Additionally, my experience as a clinical research intern at an adult-only specialty practice allowed me to further identify how my skills aligned with my passions to pursue higher education and maintain a career focus within Adult-Gerontology Primary Care. While my experiences within the health field continue to broaden, my excitement to purse my professional and personal goals exponentially grow each day. My short-term goal is to earn my Master of Science in Nursing, and I plan to use it as a foundation for my desire to continually broaden my education and knowledge within the health field. I believe this will grant me the ability to provide safe, compassionate, and up-to-date care to each patient. It is critical in the field of medicine to continue challenging providers to expand their knowledge and further research in order to provide optimal, personal care to patients. In pursuant effort to achieve this goal, I plan to work as a patient care associate until I am eligible to sit for the NCLEX before transitioning to work as a staff nurse at The James Cancer Hospital and Solove Research Institute. These academic and professional goals are stepping stones to reach my dream of working in internal medicine at an outpatient office that specializes in endocrinology. In congruence to providing optimal healthcare, rather than a reactive method, I will continue to utilize a proactive, holistic approach, ultimately educating my patients how to take control of their diagnosis.
As my time as an undergrad student comes closer to an end and nostalgia begins to set in, I am reminded of my first day as a patient care technician.
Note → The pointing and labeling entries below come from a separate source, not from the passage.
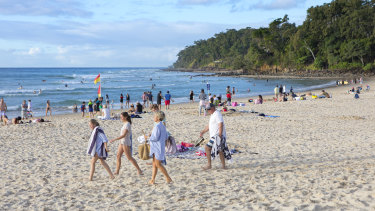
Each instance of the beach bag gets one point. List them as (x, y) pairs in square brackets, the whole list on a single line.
[(171, 145), (198, 142), (181, 148), (144, 151)]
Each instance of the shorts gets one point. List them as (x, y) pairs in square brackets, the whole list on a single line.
[(127, 142), (210, 143)]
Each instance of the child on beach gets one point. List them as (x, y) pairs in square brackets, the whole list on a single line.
[(24, 110), (83, 108), (48, 108), (97, 148), (75, 108), (157, 147), (229, 99), (3, 108), (29, 111), (127, 100), (91, 109), (125, 145)]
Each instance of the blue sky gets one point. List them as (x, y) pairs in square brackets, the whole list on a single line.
[(125, 33)]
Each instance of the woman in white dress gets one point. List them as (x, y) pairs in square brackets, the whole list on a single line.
[(125, 143)]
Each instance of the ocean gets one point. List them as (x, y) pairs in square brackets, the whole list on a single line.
[(65, 87)]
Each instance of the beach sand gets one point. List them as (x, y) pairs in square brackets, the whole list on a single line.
[(319, 154)]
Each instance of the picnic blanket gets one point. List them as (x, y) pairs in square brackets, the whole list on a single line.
[(189, 154)]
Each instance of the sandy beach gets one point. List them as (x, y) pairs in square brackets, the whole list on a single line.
[(319, 154)]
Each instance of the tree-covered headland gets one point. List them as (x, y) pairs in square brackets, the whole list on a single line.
[(337, 36)]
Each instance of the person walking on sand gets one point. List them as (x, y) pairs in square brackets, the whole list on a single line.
[(202, 102), (24, 110), (191, 96), (157, 147), (167, 100), (29, 110), (122, 101), (127, 100), (91, 109), (217, 144), (97, 148), (83, 108), (48, 108), (125, 145), (276, 91), (159, 97), (3, 108)]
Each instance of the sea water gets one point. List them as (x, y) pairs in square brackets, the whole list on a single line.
[(65, 87)]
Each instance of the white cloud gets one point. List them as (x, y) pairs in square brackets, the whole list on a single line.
[(197, 2), (34, 51), (67, 8)]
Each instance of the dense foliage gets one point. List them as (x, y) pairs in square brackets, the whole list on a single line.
[(336, 35)]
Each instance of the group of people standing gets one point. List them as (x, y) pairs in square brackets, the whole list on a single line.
[(98, 148), (98, 143)]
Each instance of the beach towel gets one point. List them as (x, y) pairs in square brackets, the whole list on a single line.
[(97, 137), (171, 145), (190, 154), (220, 144)]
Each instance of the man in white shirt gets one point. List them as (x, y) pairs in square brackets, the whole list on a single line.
[(217, 137)]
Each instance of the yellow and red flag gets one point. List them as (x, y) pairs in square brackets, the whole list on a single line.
[(97, 79), (99, 92)]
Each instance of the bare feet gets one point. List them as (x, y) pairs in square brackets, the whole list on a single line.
[(206, 167)]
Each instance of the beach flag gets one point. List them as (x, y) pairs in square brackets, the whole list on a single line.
[(99, 92), (97, 79)]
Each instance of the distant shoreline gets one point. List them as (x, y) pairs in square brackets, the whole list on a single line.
[(308, 74)]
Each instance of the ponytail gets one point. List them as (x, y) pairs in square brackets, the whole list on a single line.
[(127, 117)]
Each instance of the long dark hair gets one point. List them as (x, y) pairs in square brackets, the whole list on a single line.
[(127, 117)]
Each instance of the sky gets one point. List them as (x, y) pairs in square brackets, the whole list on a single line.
[(125, 33)]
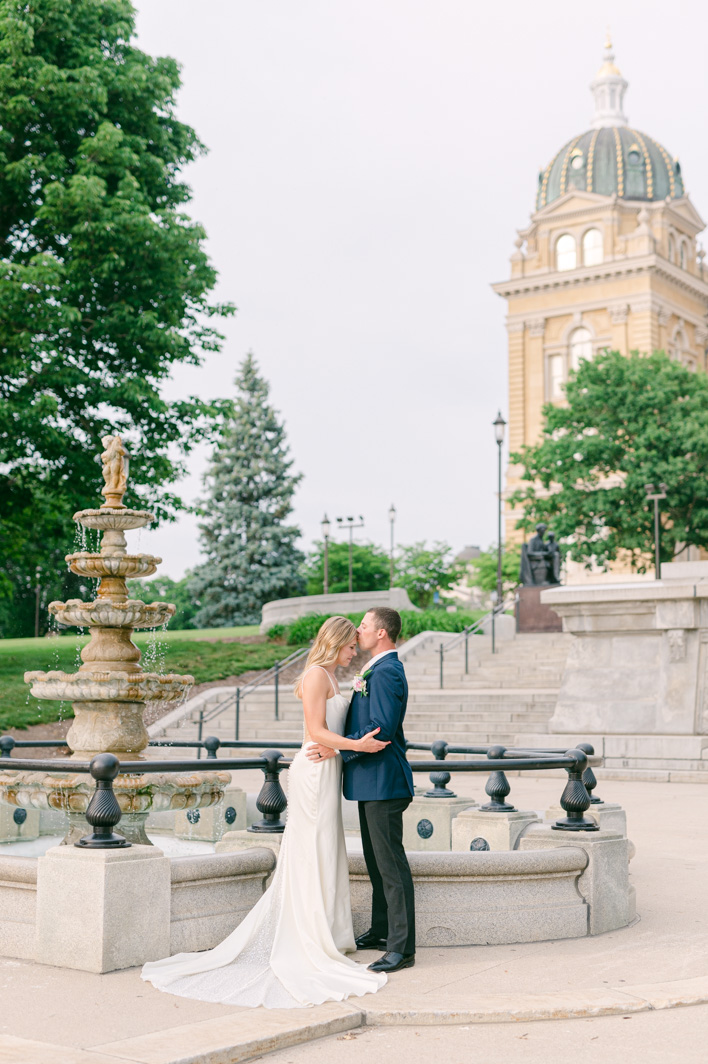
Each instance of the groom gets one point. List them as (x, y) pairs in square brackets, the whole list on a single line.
[(382, 783)]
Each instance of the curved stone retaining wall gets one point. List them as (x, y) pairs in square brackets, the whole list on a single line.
[(487, 898)]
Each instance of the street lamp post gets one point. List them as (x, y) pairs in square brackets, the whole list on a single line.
[(392, 518), (348, 522), (654, 495), (325, 532), (499, 426), (36, 601)]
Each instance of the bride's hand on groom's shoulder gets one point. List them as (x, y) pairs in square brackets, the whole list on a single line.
[(368, 743), (314, 751)]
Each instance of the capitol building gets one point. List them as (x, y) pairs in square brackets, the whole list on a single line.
[(609, 260)]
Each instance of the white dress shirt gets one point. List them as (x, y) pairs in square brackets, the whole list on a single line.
[(377, 658)]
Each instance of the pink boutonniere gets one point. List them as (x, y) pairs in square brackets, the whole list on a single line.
[(359, 684)]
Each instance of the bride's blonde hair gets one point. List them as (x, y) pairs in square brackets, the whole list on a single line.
[(336, 632)]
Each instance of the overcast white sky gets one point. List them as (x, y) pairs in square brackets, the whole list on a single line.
[(368, 164)]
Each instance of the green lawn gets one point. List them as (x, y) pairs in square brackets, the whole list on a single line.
[(186, 651)]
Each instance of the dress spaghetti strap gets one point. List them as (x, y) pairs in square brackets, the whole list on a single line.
[(328, 676)]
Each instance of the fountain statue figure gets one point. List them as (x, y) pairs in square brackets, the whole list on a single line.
[(110, 690)]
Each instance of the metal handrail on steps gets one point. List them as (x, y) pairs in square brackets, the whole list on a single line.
[(464, 635), (241, 693)]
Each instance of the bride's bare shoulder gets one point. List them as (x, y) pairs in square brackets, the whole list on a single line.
[(315, 680)]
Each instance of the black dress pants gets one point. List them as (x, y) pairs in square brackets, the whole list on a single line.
[(393, 905)]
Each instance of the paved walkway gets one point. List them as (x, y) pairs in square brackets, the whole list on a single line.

One day my boss handed me a metal angel. She told me the patient we saved on my first day gave each staff member who served as her angel that day a metal angel. She wanted each of us to have one watching over and protecting us. This angel hangs in my room, serving as a constant reminder of my progression and development since that first shift. It reminds me to act with courage to face the unknowns, to stay curious and rise above the challenges I face and continue to serve as a catalyst for change to improve the lives of others. My time at The Ohio State University and my firsthand experience within the field of medicine has laid the necessary foundation of education, skills and pure passion to pursue my dreams of becoming an Adult-Gerontology Primary Care Nurse Practitioner.